ALL being well, this time next week Liam Conroy will be reflecting on a successful return to the ring and on the road to putting himself back into British title contention.

Of course, the fight game in particular has a cruel habit of disrupting plans when everything seems to be going well. Just ask Conroy, who is coming off the back of an enforced eight-month lay-off.

After stopping Miles Shinkwin to retain the English title at the end of the March, the Barrow light-heavyweight has been forced to watch his domestic rivals move ahead of him in the pecking order due to a long-standing injury which was holding him back in training.

It was eventually diagnosed as a hernia by a specialist recommended to Conroy by trainer Johnney Roye and, following minor surgery, the 26-year-old makes his in action on Friday evening in a four-round contest at Manchester’s Victoria Warehouse.

“It was something which kept getting worse in camp and every time I was coming towards a new training camp, I was thinking ‘just drive through now, and after the fight I’ll have a good rest and by the time I start another camp it will be sorted out’,” said Conroy.

“But it just kept getting worse every training camp and it got to the point where after the Shinkwin fight when I decided I wanted to go another step up the ladder, I thought ‘I can’t keep doing this in training camps where I’m not able to certain things’.

“I decided I wasn’t fighting until I got this injury sorted and I just left it, but it wasn’t getting any better and Johnney said to me to go to a specialist. I went and he said it was a classic case of what he called a sports hernia.”

Amazingly, Conroy was back at Roye’s gym in Preston only one week after having the issue fixed and did not take long to resume sparring.
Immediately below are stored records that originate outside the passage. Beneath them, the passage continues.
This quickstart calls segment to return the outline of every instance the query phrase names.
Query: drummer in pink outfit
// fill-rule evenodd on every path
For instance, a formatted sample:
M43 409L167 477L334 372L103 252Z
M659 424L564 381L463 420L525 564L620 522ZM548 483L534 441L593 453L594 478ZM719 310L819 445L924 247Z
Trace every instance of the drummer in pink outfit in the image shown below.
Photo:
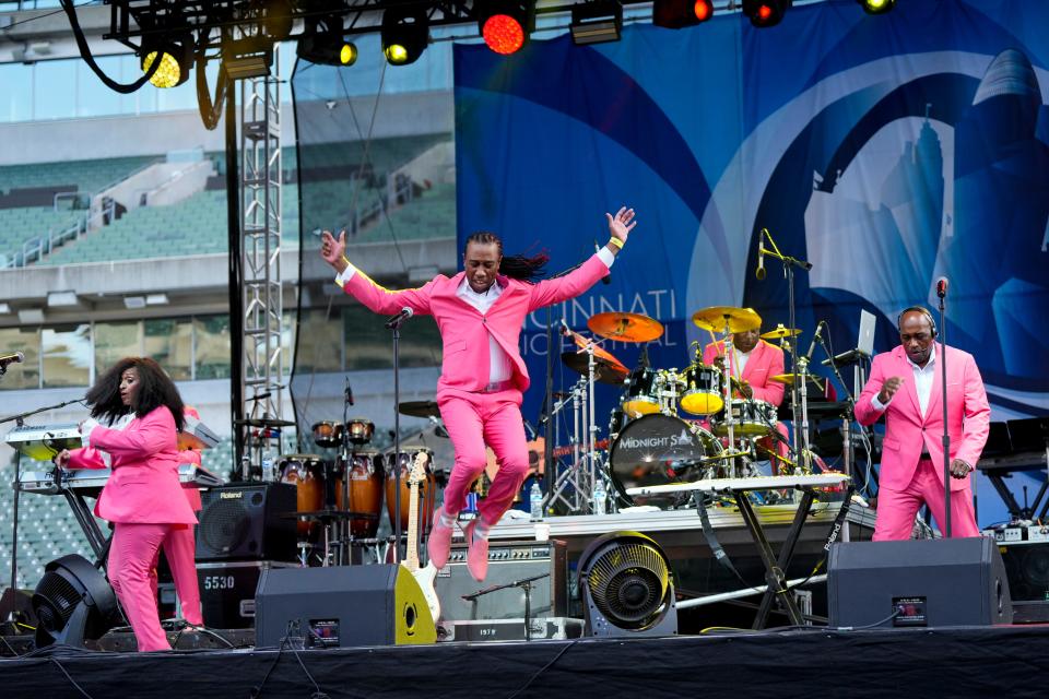
M156 362L127 357L98 379L87 392L87 403L92 418L81 423L80 429L89 446L62 451L55 462L71 469L108 462L113 469L95 503L95 514L114 523L109 582L139 650L170 650L161 628L151 571L157 550L173 533L197 523L178 483L181 398Z
M444 360L437 404L456 463L426 543L438 569L448 560L452 526L465 506L467 490L484 470L487 445L499 471L480 517L464 532L470 573L480 581L487 572L488 530L510 507L528 473L521 398L529 377L519 348L521 328L529 312L579 296L609 273L636 222L634 210L625 206L605 217L612 236L609 244L564 276L533 283L545 256L504 258L498 237L475 233L463 250L464 272L439 275L421 288L404 291L386 289L356 270L343 254L344 232L338 240L323 233L321 256L338 272L343 291L376 312L410 308L433 316L440 329Z

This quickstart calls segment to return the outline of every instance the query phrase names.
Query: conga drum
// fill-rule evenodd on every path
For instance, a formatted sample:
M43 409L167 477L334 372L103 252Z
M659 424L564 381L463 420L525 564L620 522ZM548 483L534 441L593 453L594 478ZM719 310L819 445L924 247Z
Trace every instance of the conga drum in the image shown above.
M280 461L281 483L295 486L296 511L314 512L323 506L325 470L317 454L288 454ZM316 522L298 520L299 538L309 538Z
M434 520L434 501L437 499L437 481L434 477L434 451L432 449L426 449L425 447L415 447L415 448L402 448L400 454L398 454L394 460L393 454L386 455L386 512L390 517L390 525L393 525L393 505L394 505L394 462L397 469L401 472L401 531L408 530L408 514L411 511L410 499L411 491L409 489L408 477L412 473L412 465L415 463L415 457L420 452L425 452L428 459L426 460L426 479L419 484L419 522L422 528L429 526L429 523Z
M350 493L346 501L349 474ZM379 531L382 509L382 460L374 451L362 451L350 457L342 473L335 478L335 506L345 512L361 516L350 520L350 533L356 538L373 538Z

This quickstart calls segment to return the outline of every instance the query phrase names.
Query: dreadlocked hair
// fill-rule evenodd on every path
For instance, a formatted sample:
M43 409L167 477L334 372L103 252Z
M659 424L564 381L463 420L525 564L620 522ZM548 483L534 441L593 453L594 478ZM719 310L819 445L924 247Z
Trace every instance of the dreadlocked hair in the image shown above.
M120 400L120 377L128 369L139 375L138 386L131 395L131 405ZM144 417L161 405L166 405L175 418L175 429L182 431L186 419L182 415L182 399L175 383L164 369L149 357L125 357L106 371L87 391L87 404L91 416L105 418L111 425L117 418L133 412Z
M499 250L499 256L503 258L503 261L499 263L499 274L504 274L511 280L537 282L545 275L546 271L544 268L550 261L550 256L545 252L540 252L532 257L526 257L523 254L504 256L503 241L499 239L499 236L487 230L479 230L467 238L465 244L462 246L463 254L465 254L467 248L470 247L471 242L496 246Z

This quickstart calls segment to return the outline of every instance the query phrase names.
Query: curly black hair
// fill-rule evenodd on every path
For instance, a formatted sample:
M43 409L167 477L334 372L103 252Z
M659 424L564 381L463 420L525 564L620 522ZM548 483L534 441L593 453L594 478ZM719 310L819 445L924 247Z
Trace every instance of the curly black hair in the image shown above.
M476 242L478 245L494 245L498 247L499 254L503 256L503 240L494 233L479 230L471 235L462 245L463 254L467 253L467 248L470 247L471 242ZM550 256L544 252L540 252L530 258L523 254L503 256L503 261L499 262L499 274L508 276L511 280L535 282L544 275L544 268L549 261Z
M134 369L139 374L138 388L131 396L130 407L120 400L120 377L128 369ZM182 431L186 425L182 396L178 394L178 389L161 365L149 357L125 357L117 362L95 381L87 391L86 400L91 405L91 416L95 419L106 418L110 425L129 412L133 411L135 416L144 417L161 405L166 405L167 410L172 411L175 429Z

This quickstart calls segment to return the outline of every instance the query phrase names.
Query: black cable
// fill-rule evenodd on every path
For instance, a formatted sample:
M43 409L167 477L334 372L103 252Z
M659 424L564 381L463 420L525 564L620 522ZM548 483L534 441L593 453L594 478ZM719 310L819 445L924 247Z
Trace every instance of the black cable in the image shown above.
M535 682L535 679L537 679L540 675L542 675L544 672L546 672L547 670L550 670L550 668L553 666L554 663L556 663L558 660L561 660L561 656L562 656L562 655L564 655L565 653L568 652L568 649L569 649L569 648L571 648L573 645L575 645L575 644L578 643L578 642L579 642L579 639L575 639L573 642L568 643L568 644L565 645L563 649L561 649L561 651L559 651L556 655L554 655L553 660L551 660L549 663L546 663L545 665L543 665L542 667L540 667L539 670L537 670L537 671L532 674L532 676L528 678L528 682L526 682L523 685L521 685L520 687L518 687L518 688L514 691L514 694L511 694L510 696L508 696L506 699L514 699L514 698L517 697L519 694L521 694L522 691L524 691L526 689L528 689L528 687L529 687L533 682Z
M71 684L73 687L76 687L76 691L79 691L79 692L82 694L83 696L87 697L87 699L92 699L92 696L89 695L86 691L84 691L84 688L81 687L80 685L78 685L78 684L76 684L76 680L73 679L73 678L69 675L68 672L66 672L66 668L62 667L62 664L61 664L60 662L58 662L58 659L57 659L57 657L55 657L54 655L50 655L50 656L48 656L48 660L51 661L52 663L55 663L55 664L58 666L58 668L59 668L60 671L62 671L62 674L66 675L66 679L69 680L69 684Z

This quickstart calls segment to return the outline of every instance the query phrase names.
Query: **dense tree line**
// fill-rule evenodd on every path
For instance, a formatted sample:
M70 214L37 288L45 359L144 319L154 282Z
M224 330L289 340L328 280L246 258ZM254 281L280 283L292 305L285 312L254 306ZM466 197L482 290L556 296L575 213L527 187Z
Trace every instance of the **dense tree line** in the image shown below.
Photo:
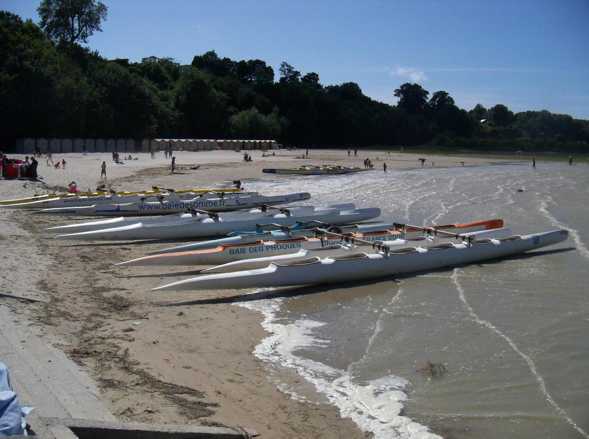
M355 82L324 86L316 73L303 75L287 62L277 81L263 61L213 51L187 66L155 56L105 59L78 43L100 30L104 5L86 0L97 9L82 12L95 21L81 15L75 24L69 11L41 14L55 1L42 2L42 28L0 11L0 117L9 145L20 137L175 137L317 147L587 149L589 121L545 110L514 114L501 104L467 112L447 92L430 95L415 84L391 91L399 99L391 106Z

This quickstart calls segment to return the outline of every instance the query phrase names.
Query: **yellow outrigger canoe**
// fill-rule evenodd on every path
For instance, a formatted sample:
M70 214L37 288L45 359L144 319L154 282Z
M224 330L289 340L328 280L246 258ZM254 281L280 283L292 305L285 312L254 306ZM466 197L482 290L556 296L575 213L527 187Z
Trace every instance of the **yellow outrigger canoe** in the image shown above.
M145 194L145 195L153 195L154 194L161 194L165 192L174 192L176 194L186 194L188 192L194 192L196 194L202 194L204 192L209 192L210 191L213 191L214 192L239 192L240 189L236 189L234 188L211 188L211 189L169 189L165 188L158 188L157 187L154 187L151 189L148 189L145 191L118 191L117 194L120 195L131 195L133 194ZM110 193L110 191L104 190L104 191L95 191L94 192L61 192L60 194L42 194L40 195L36 195L33 197L29 197L28 198L19 198L18 199L5 199L4 201L0 201L0 205L5 205L7 204L18 204L19 203L26 203L26 202L32 202L32 201L38 201L39 200L49 199L49 198L67 198L68 197L80 197L81 195L84 197L98 197L100 195L104 195L105 194Z

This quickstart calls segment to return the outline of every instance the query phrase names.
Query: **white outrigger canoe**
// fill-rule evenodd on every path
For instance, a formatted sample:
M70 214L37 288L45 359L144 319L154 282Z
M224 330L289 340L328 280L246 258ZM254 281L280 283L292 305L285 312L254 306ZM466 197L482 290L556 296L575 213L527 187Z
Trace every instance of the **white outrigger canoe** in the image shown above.
M335 205L333 207L337 207ZM338 208L342 209L343 208ZM272 226L272 225L267 225ZM310 227L328 227L326 225L317 225L311 224ZM295 238L300 236L312 237L315 235L315 231L309 227L306 229L305 224L297 225L295 227L300 227L303 230L290 230L288 231L282 231L279 230L270 230L264 232L233 232L229 234L227 238L221 238L217 240L211 240L200 242L193 242L192 244L180 245L169 248L164 248L162 250L156 250L150 253L150 255L160 254L161 253L175 253L179 251L187 251L188 250L198 250L204 248L214 248L217 245L222 244L236 244L238 242L246 242L253 240L262 240L262 241L269 241L270 240L282 240L286 238ZM481 221L474 221L471 222L465 222L460 224L455 222L453 224L444 224L443 225L430 226L428 228L432 230L439 230L441 231L451 232L454 233L468 233L469 232L476 232L479 230L489 230L491 229L497 229L503 227L503 220L500 219L486 219ZM295 227L293 227L294 229ZM398 239L404 238L411 238L412 237L423 235L423 232L421 229L413 228L412 227L406 227L403 230L395 230L394 224L376 223L369 224L355 224L350 226L343 226L339 228L341 232L352 238L357 238L364 241L394 241ZM324 245L333 245L335 244L343 244L343 238L338 238L332 237L325 238Z
M459 234L456 237L448 236L420 236L415 238L409 238L406 240L395 240L395 241L385 241L381 242L369 242L356 241L355 242L349 242L345 244L336 244L327 247L318 247L311 248L302 248L296 253L284 253L276 256L267 256L266 257L244 259L240 261L227 262L217 267L207 268L201 273L229 273L231 271L242 271L247 270L256 270L265 268L272 262L284 262L292 261L300 261L317 257L324 259L329 256L343 256L352 254L358 251L365 253L376 253L382 246L391 247L411 247L419 245L428 247L436 245L442 242L450 241L460 242L468 240L482 239L483 238L505 238L511 236L511 229L502 228L492 230L482 230L480 232L472 232L466 234ZM117 264L121 265L121 264Z
M280 195L251 195L224 197L176 201L131 202L124 204L97 204L87 207L64 207L44 209L31 213L41 215L72 215L86 217L118 217L123 215L167 215L184 212L188 209L200 209L209 212L224 212L240 209L249 209L259 204L283 204L309 199L311 194L307 192Z
M302 215L303 214L309 214L315 212L319 209L336 208L340 210L349 210L354 209L356 206L352 203L346 203L343 204L333 204L323 207L315 207L315 206L292 206L282 209L283 213L287 211L295 215ZM217 214L208 214L204 211L202 212L184 212L182 214L172 214L171 215L160 215L157 217L119 217L118 218L109 218L108 219L100 219L96 221L90 221L88 222L82 222L77 224L68 224L67 225L59 225L55 227L49 227L44 229L43 231L48 233L57 233L59 234L67 234L72 233L80 233L81 232L91 232L98 230L105 230L115 227L123 227L127 225L133 225L141 223L144 225L172 225L178 224L185 224L190 219L200 221L205 218L209 218L217 216L224 220L230 219L243 219L259 218L260 221L264 221L264 218L268 218L276 215L277 212L276 210L267 210L263 212L259 208L255 209L249 209L244 210L232 211L231 212L220 212ZM216 247L216 246L213 246Z
M101 195L69 197L55 197L31 202L8 204L0 207L8 209L58 209L70 207L87 207L100 204L125 204L144 201L177 201L178 200L209 199L231 197L257 195L257 192L214 192L207 191L198 194L194 192L166 192L159 194L105 194Z
M176 194L183 194L184 192L193 192L196 194L201 194L203 192L239 192L241 189L237 188L207 188L207 189L200 189L194 188L193 189L169 189L167 188L160 188L157 186L154 186L150 189L144 189L141 191L117 191L116 194L118 195L131 195L132 194L145 194L145 195L150 195L153 194L161 194L166 192L173 192ZM34 195L32 197L29 197L27 198L18 198L15 199L4 199L0 201L0 206L4 206L8 204L20 204L22 203L31 202L33 201L37 201L39 200L49 199L49 198L75 198L76 197L99 197L100 195L104 195L108 194L110 194L112 192L112 190L110 189L100 189L96 190L94 192L78 192L72 193L70 192L53 192L52 194L39 194L38 195Z
M277 287L371 279L502 258L562 242L568 237L568 231L560 230L524 236L484 238L468 243L403 247L371 254L358 252L325 259L312 257L273 262L262 269L204 275L151 291Z
M482 232L475 233L482 234L484 237L495 237L497 236L500 238L509 236L511 234L511 231L509 229L495 229L494 230L485 230ZM329 240L329 238L327 239ZM333 238L331 239L333 239ZM250 260L252 258L256 258L256 259L262 258L267 261L272 257L283 255L292 256L294 254L301 251L305 252L306 250L317 248L320 249L322 248L330 248L334 251L333 254L325 251L321 252L322 254L325 255L323 257L338 256L341 254L345 254L346 252L350 252L349 251L349 249L353 248L354 245L354 244L342 245L343 244L343 237L340 237L339 238L339 244L329 244L327 247L325 247L325 239L322 238L309 238L307 237L286 238L283 240L270 240L266 242L259 240L239 244L222 244L217 246L216 248L152 255L151 256L145 256L131 261L120 262L116 265L126 266L212 265L235 261L243 261L244 260ZM413 241L410 240L412 238L409 238L409 240L398 239L394 241L379 241L378 244L379 245L373 248L378 249L380 245L407 247L408 245L415 245L415 243ZM445 242L449 241L451 239L455 240L456 238L454 237L452 237L451 238L445 236L439 237L429 236L419 237L412 239L418 241L418 245L423 245L434 242ZM356 242L358 241L356 241ZM365 242L367 245L373 245L373 243L371 242ZM300 258L295 258L294 259ZM272 262L272 261L270 262ZM266 262L266 265L263 265L263 267L256 267L253 268L267 267L270 262ZM251 267L243 268L243 270L250 269Z
M363 171L372 171L370 168L349 168L337 165L323 165L313 166L306 165L301 168L270 168L262 170L264 174L279 174L284 175L325 175L360 172Z
M292 226L297 221L312 221L332 224L346 224L368 221L380 214L378 208L354 209L341 211L336 208L316 208L313 212L301 215L290 212L264 217L264 222L284 226ZM175 224L145 225L141 222L91 232L82 232L55 237L56 240L84 241L133 241L135 240L168 240L191 238L226 235L234 230L255 230L260 222L259 218L224 219L223 218L206 218Z

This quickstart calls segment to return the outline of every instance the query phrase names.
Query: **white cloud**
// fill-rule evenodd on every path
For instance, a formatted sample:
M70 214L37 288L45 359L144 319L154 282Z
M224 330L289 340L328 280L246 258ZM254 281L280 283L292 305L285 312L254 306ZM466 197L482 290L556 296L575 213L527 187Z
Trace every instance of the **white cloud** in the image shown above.
M413 82L427 81L429 79L425 72L415 67L397 67L391 72L391 76L408 78Z

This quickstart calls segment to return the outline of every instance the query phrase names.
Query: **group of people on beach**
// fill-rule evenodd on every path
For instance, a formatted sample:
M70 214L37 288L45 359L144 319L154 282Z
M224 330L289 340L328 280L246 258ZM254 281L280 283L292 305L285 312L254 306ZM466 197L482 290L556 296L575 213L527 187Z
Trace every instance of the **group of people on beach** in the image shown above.
M12 166L18 167L18 177L25 177L27 178L37 178L37 166L39 165L39 162L33 156L31 157L31 160L29 160L29 156L27 156L24 160L20 160L19 159L8 158L8 157L0 152L0 169L1 169L2 176L6 177L5 172L6 172L4 168L4 165L12 165Z

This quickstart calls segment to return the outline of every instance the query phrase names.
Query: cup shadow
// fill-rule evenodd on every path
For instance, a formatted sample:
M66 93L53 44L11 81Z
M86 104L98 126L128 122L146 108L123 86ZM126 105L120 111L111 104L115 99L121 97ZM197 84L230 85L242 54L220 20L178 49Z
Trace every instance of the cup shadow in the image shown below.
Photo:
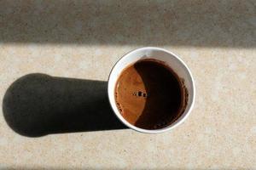
M127 128L112 111L107 87L102 81L26 75L6 91L3 116L27 137Z

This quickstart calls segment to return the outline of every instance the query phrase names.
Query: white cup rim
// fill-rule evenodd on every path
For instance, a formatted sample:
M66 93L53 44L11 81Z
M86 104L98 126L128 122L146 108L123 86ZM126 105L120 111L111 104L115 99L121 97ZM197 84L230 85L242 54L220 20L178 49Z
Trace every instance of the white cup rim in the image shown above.
M192 102L191 102L191 105L189 106L189 110L185 113L185 116L181 119L179 120L179 122L177 122L177 123L173 123L173 124L171 124L170 126L168 127L166 127L164 128L160 128L160 129L144 129L144 128L140 128L138 127L136 127L132 124L131 124L130 122L128 122L122 116L119 112L116 112L113 109L113 105L111 105L111 100L110 100L110 95L113 95L113 94L109 94L109 79L110 79L110 76L111 76L111 74L113 73L113 71L114 70L116 65L124 58L127 57L127 55L131 54L131 53L137 53L137 51L140 51L140 50L145 50L145 49L150 49L150 50L160 50L160 51L163 51L165 53L167 53L172 56L174 56L177 60L179 60L179 62L182 63L182 65L185 67L185 69L187 70L190 78L191 78L191 82L192 82ZM194 77L192 76L192 73L189 70L189 68L187 66L187 65L184 63L184 61L183 61L177 54L173 54L172 52L171 51L168 51L166 49L164 49L164 48L156 48L156 47L143 47L143 48L136 48L136 49L133 49L128 53L126 53L125 54L124 54L119 60L118 60L116 61L116 63L114 64L114 65L112 67L112 70L109 73L109 76L108 76L108 100L109 100L109 104L111 105L111 108L113 110L113 111L114 112L114 115L118 117L118 119L122 122L124 123L125 126L127 126L128 128L137 131L137 132L140 132L140 133L164 133L164 132L166 132L166 131L170 131L172 129L173 129L174 128L177 127L178 125L180 125L181 123L183 123L185 119L187 119L187 117L190 115L191 113L191 110L194 107L194 105L195 105L195 80L194 80Z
He has been doing some rehabilitation work closer to home too, working with Matty Green at Cumbria Strength & Conditioning in Dalton, and, aside from being a bit heavier, Conroy feels like he has barely been away.

Long-term, the Barrow ABC product has his sights set on challenging the likes of current Lonsdale belt holder Callum Johnson, Joshua Buatsi and Frank Buglioni for domestic honours.

But for now, his focus is on getting through next Friday’s contest and extending his run of nine straight wins – including five consecutive stoppages – which have included claiming Northern Area and WBC Youth honours.

“It’s just about getting this four-rounder done,” said Conroy. “Everything’s been going well in the training camp and I’m not looking past the fight on November 9.

“I just want to make sure I don’t slip up there, but I want to get that one and then plot a way to British titles or around that level.

“The three lads who are above me, they’re the people I want to be mixing it with. That’s where I want to be and I want to be boxing all of them.”